Type 44/Inertia LLC, NW Fitness Games & Project Fitness LLC

Waiver of Liability

In consideration of being allowed to participate in the activities and programs of Inertia, LLC (hereafter referred to as Type 44), Project Fitness LLC, and/or NW Fit Games (hereafter referred to as NWFG), and to use their facilities, equipment, and machinery, I hereby waive, release, and discharge Type 44, NWFG, and their owners, officers, agents, employees, representatives, executors, and any others acting on their behalf, from any and all responsibilities or liabilities for injuries or damages resulting from my participation in any activities, or from my use of equipment and machinery in the Type 44 or NWFG facilities, or arising out of my participation in any activities at Type 44 and NWFG events.

Acknowledgment of Risks

I understand and am aware that strength training, flexibility exercises, aerobic exercise, and the use of equipment and machinery all carry inherent risks. I recognize that participating in fitness activities involves the possibility of injury or even death. I voluntarily choose to participate in these activities and utilize equipment and machinery, fully aware of the risks involved.

I hereby expressly assume and accept all risks of injury or death associated with my participation in any activity at Type 44 and NWFG.

Physical Health Declaration

I declare that I am physically sound and do not suffer from any condition, impairment, disease, infirmity, or illness that would prevent or limit my participation in the activities and programs of Type 44 and NWFG, or the use of equipment and machinery, except as may be stated below.

I acknowledge that I have been informed of the necessity for a physician’s approval if I have any medical condition, impairment, disease, or infirmity that would limit my participation in any of the activities or use of the equipment at Type 44 or NWFG.
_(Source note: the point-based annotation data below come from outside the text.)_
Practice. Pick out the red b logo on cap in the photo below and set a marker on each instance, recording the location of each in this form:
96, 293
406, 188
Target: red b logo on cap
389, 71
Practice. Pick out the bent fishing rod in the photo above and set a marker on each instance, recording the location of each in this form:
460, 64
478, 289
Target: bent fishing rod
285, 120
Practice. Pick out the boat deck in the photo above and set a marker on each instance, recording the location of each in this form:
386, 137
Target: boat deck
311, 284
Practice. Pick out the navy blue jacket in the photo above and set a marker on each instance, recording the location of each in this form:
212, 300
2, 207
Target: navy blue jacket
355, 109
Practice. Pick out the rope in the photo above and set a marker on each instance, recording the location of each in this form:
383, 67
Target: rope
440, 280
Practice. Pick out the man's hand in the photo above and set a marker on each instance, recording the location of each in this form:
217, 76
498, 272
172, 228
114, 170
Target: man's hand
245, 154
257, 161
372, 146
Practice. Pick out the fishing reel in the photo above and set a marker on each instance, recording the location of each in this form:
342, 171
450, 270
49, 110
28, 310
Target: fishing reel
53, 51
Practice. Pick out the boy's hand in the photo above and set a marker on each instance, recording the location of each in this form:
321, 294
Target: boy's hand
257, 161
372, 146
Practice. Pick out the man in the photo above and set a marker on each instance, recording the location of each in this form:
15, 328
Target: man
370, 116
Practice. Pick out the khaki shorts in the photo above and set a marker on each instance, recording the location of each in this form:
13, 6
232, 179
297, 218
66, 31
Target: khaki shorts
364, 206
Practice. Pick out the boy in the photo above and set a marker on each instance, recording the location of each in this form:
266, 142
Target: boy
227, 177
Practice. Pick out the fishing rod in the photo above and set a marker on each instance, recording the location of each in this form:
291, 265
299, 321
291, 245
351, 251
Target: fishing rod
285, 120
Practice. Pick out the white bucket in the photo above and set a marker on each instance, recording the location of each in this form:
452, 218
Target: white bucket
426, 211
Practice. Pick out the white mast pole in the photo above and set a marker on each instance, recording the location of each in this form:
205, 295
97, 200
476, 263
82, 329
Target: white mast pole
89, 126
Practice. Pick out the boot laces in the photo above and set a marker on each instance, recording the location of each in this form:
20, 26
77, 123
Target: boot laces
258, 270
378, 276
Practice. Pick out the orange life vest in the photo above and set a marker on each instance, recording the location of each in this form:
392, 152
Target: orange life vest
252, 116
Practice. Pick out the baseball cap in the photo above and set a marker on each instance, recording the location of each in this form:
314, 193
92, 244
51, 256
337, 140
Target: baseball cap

Recommendation for Physician Consultation

I understand that it is recommended that I undergo a yearly (or more frequent) physical examination, and consult with my physician regarding my personal fitness needs and capabilities before engaging in physical activities or using fitness equipment and machinery. I acknowledge that either:

  1. I have undergone a physical examination and have been given my physician’s approval to participate, OR
  2. I have decided to participate in physical activity and/or use equipment without seeking my physician’s approval, and I voluntarily assume all risks and responsibility for my participation.

Assumption of Responsibility

By signing this waiver, I accept full responsibility for my participation in any activities at Type 44 and NWFG, and for the use of any equipment or machinery therein. I further release Type 44, NWFG, and all associated entities from any claims or liabilities, whether arising from negligence or otherwise.